Ausdauernd: Andrew Young setzte mit seinem Saxofon Akzente. Er legte ein Solo mit einem unglaublich langen Dauerton hin.
Foto: Franko Martin
Philharmonic Rock medlet sich eindrucksvoll zurück
4000 Gäste, gute Stimmung und Regen - auch nach sechs Jahren Pause war es an der Göltzschtalbrücke wie eh und je
Netzschkau. Netzschkau. Philharmonic Rock ist nach sechs Jahren Abstinenz an die Göltzschtalbrücke zurückgekehrt und hat 4000 Besucher angezogen, obwohl Petrus kein Einsehen mit Musikern und Gästen hatte. Jörg Hempel vom Veranstalter Krauß Event AG äußerte sich dennoch zufrieden und deutete eine mögliche Neuauflage an. "Zufriedene Zuschauer, vier Zugaben und stehender Applaus machen Hoffnung auf eine jährliche Wiederholung, vielleicht 2012 wieder an einem Pfingstsamstag", erklärte Hempel am Montag.
Am Samstag ging es pünktlich 20 Uhr mit dem Vorprogramm los.

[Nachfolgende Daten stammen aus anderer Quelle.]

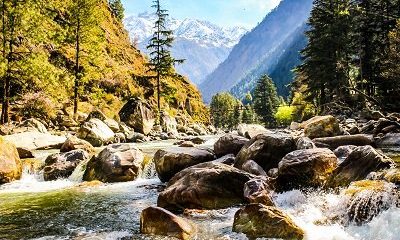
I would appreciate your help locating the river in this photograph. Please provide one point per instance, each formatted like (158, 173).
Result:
(68, 209)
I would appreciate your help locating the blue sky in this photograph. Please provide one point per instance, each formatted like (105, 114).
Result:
(222, 12)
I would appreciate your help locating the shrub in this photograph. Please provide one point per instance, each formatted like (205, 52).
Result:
(37, 105)
(284, 115)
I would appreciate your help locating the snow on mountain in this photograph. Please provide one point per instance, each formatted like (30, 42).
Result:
(204, 45)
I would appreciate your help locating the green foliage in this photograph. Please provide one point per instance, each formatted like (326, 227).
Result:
(37, 105)
(248, 116)
(303, 110)
(325, 69)
(348, 53)
(391, 70)
(225, 110)
(161, 60)
(86, 34)
(284, 115)
(117, 9)
(23, 25)
(44, 59)
(266, 100)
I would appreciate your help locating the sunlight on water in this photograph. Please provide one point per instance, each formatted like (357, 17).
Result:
(68, 209)
(31, 183)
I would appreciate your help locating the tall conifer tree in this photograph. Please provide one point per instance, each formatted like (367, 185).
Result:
(85, 31)
(161, 60)
(266, 100)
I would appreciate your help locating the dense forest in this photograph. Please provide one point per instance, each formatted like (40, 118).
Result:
(351, 59)
(77, 56)
(349, 63)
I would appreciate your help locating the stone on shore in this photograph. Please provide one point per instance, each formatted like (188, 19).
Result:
(205, 186)
(158, 221)
(170, 161)
(259, 221)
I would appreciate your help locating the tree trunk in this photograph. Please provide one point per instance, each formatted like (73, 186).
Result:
(77, 75)
(9, 59)
(3, 13)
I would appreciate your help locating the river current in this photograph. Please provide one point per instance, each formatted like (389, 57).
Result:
(69, 209)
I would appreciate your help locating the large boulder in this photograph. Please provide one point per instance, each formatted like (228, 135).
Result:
(112, 124)
(251, 130)
(74, 143)
(25, 153)
(391, 140)
(62, 165)
(170, 161)
(257, 190)
(168, 123)
(343, 152)
(366, 199)
(321, 126)
(305, 168)
(116, 163)
(33, 124)
(335, 142)
(205, 186)
(358, 165)
(35, 140)
(138, 115)
(96, 132)
(253, 168)
(259, 221)
(229, 144)
(10, 163)
(304, 143)
(158, 221)
(266, 150)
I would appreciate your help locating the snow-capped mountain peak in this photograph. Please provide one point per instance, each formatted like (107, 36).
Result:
(203, 32)
(204, 45)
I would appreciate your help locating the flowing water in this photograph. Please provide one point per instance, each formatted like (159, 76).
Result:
(68, 209)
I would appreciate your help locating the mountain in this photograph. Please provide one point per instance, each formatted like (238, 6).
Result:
(278, 65)
(114, 72)
(259, 45)
(204, 45)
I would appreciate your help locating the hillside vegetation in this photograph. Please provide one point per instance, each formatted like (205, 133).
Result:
(113, 70)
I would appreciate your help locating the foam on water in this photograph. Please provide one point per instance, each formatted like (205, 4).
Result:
(316, 212)
(33, 183)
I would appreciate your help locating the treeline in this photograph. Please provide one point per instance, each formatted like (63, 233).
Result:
(52, 46)
(262, 106)
(352, 56)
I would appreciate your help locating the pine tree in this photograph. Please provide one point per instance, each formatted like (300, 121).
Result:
(117, 9)
(161, 60)
(374, 19)
(327, 57)
(20, 20)
(222, 110)
(266, 100)
(86, 33)
(391, 71)
(237, 116)
(248, 114)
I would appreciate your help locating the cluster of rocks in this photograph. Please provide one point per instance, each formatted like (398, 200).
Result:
(243, 169)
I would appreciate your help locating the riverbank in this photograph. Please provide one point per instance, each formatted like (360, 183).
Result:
(366, 200)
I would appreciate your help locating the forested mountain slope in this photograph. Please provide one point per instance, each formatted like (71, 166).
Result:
(278, 65)
(257, 45)
(113, 70)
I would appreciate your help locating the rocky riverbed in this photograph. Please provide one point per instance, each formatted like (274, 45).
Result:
(321, 179)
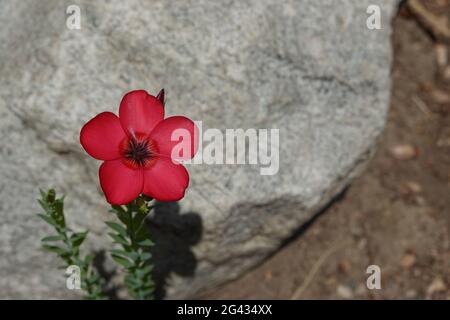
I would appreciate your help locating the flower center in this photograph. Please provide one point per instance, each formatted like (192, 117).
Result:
(138, 151)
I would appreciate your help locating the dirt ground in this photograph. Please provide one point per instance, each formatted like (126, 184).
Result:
(397, 214)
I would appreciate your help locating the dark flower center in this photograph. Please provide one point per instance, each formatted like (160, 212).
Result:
(137, 151)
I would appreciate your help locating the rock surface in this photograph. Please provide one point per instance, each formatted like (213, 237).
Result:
(310, 68)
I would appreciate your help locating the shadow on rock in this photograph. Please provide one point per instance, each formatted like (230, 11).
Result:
(174, 234)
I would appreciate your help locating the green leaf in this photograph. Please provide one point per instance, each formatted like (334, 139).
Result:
(117, 227)
(146, 243)
(48, 219)
(56, 249)
(88, 259)
(53, 238)
(78, 238)
(119, 239)
(129, 255)
(122, 261)
(144, 272)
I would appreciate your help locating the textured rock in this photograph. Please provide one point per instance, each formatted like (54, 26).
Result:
(310, 68)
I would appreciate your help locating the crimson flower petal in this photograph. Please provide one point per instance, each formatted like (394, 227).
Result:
(102, 135)
(176, 137)
(165, 180)
(140, 112)
(119, 183)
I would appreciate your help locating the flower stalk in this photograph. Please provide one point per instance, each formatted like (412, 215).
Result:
(66, 244)
(132, 237)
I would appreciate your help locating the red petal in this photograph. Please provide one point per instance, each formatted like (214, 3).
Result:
(165, 181)
(140, 112)
(119, 183)
(102, 135)
(180, 129)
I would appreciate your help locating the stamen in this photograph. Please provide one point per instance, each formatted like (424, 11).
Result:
(138, 151)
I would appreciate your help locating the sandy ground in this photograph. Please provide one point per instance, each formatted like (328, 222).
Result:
(397, 214)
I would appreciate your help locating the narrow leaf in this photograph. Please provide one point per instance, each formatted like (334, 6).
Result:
(117, 227)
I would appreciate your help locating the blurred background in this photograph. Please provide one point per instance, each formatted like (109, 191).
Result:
(312, 68)
(397, 214)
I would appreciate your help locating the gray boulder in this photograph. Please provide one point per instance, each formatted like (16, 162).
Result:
(311, 69)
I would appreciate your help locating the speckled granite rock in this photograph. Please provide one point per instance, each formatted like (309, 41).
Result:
(310, 68)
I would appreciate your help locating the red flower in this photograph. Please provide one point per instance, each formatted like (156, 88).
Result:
(137, 149)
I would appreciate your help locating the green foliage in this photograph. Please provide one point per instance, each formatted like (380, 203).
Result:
(66, 244)
(133, 255)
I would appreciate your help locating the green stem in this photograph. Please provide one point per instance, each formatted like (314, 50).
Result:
(134, 256)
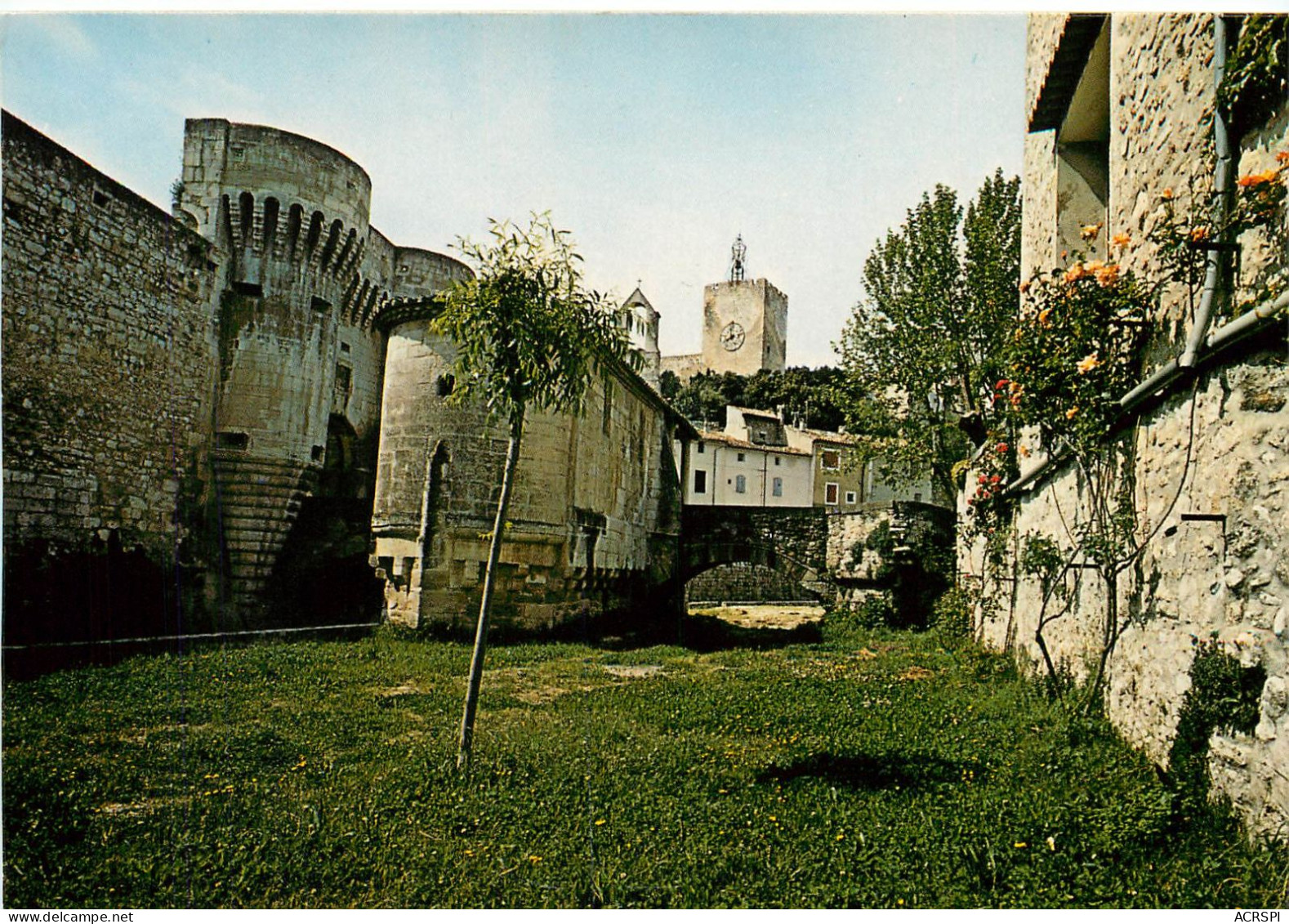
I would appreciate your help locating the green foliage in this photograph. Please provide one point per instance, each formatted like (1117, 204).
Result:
(927, 339)
(1075, 352)
(1041, 557)
(526, 330)
(1184, 236)
(890, 768)
(1257, 74)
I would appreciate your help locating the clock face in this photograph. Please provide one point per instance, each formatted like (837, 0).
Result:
(733, 337)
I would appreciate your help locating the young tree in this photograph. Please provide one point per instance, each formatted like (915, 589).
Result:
(925, 343)
(528, 334)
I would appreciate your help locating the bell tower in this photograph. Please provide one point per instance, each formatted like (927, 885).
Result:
(744, 321)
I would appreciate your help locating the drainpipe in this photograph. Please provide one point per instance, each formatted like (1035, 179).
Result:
(1222, 199)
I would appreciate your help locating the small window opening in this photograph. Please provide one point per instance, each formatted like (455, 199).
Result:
(1083, 156)
(294, 219)
(346, 250)
(314, 234)
(247, 216)
(332, 240)
(606, 423)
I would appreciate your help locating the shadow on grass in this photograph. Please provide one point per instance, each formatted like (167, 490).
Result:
(867, 772)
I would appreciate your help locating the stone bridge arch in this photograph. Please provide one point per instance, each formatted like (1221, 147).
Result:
(791, 540)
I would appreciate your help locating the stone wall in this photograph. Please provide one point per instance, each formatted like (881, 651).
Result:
(791, 540)
(301, 355)
(1212, 473)
(593, 512)
(684, 366)
(109, 373)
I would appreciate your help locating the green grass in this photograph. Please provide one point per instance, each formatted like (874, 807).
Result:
(865, 770)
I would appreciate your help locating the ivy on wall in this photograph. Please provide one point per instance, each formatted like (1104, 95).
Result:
(1256, 84)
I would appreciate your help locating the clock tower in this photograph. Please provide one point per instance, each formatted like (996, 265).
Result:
(744, 321)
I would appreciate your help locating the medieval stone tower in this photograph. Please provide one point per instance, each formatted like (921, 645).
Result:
(744, 323)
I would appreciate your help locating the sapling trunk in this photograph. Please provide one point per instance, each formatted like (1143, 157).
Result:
(472, 690)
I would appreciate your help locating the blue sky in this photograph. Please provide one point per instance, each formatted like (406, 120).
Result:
(653, 138)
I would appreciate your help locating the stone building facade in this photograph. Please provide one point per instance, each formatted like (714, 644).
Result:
(196, 404)
(1119, 122)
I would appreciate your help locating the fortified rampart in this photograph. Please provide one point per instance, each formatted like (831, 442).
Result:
(1211, 473)
(595, 513)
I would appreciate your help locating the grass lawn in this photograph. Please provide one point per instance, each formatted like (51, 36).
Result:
(861, 770)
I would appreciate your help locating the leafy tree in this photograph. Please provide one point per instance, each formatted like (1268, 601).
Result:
(923, 346)
(814, 396)
(528, 334)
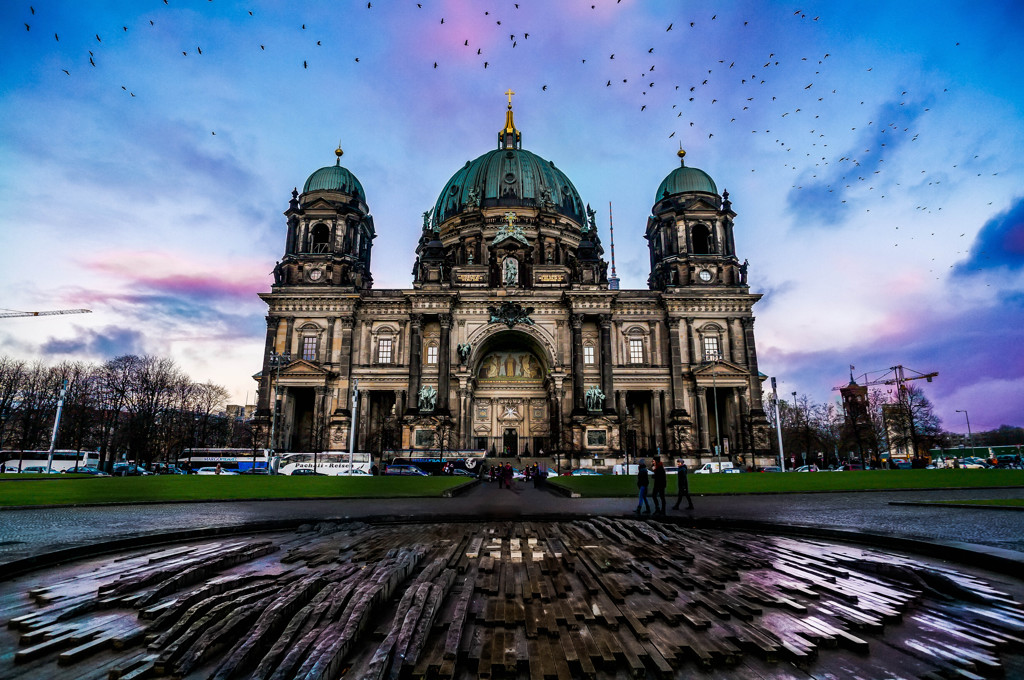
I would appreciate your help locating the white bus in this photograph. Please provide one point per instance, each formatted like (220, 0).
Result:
(15, 461)
(238, 460)
(328, 462)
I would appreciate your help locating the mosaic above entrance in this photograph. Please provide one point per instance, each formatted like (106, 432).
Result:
(510, 366)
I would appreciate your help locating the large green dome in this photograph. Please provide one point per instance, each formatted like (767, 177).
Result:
(685, 180)
(335, 178)
(509, 177)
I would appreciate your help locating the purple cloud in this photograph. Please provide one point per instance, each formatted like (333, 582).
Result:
(999, 244)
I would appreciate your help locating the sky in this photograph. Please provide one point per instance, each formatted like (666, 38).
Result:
(871, 152)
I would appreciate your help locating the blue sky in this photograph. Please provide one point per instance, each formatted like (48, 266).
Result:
(870, 151)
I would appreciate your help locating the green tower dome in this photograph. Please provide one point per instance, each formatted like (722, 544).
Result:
(685, 180)
(509, 176)
(335, 178)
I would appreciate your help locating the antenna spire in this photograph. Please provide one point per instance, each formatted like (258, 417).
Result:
(612, 280)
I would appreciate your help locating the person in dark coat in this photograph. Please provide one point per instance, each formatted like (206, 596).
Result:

Daniel Schramm, Gitarrist und Sänger der Pink-Floyed-Cover-Band "Inside out", trat als solider Interpret von Rock-Größen wie Eric Clapton oder James Taylor auf. Dann ging der erste Regenschauer nieder. "Philharmonic Rock an der Göltzschtalbrücke ohne Regen wäre wie das Münchner Oktoberfest ohne weiß-blauen Himmel", meinte Johannes Pentenrieder aus Reichenbach. "Kollektives Nasswerden gehört dazu", meinte Moderator Jan Meinel.
Ab 21 Uhr präsentierte sich Philharmonic Rock in gewohnter Weise als Symbiose von Orchester, Rock-Band, Solisten und Chor unter dem Motto "Let's come together" mit einem abwechslungsreichen Repertoire. Das Konzert vereinte Musiker verschiedener Stilrichtungen und Gäste aller Generationen aus Oberfranken, Sachsen und Thüringen, was an den Kennzeichen der rund um das Festgelände geparkten Autos deutlich wurde. Die Jüngeren wurden vor allem von DSDS-Star Linda Teodosiu angezogen, die wie "Klar"-Sänger Thomas Hahn schon mehrfach mit der Vogtland-Philharmonie aufgetreten ist. Die drei Sängerinnen von Voc-A-Bella sind wesentlich mehr als ein Background-Chor. Sie konnten bei der Interpretation von Titeln der Rock-Ladies Tina Turner oder Suzi Quatro ihre Stimmgewalt unter Beweis stellen. Saxofonist Andrew Young gewann die Herzen der Musikfreunde durch die Vervollkommnung seines Solos mit einem Dauerton über gefühlte fünf Minuten. Als hervorragender Partner der Vogtland Philharmonie erwies sich auch diesmal die Renè-Möckel-Band, die selbst bei den eher klassischen Programmteilen mit dem Orchester verschmolz. Die solistische Leistung des Nachwuchs-Geigers Elin Kolev führte zu Jubelstürmen. Bei Chatschaturjans Säbeltanz flitzte der Geigenbogen nur so über die Saiten, um später bei Vivaldis "Vier Jahreszeiten" den "Sommer" flehend herbeizurufen.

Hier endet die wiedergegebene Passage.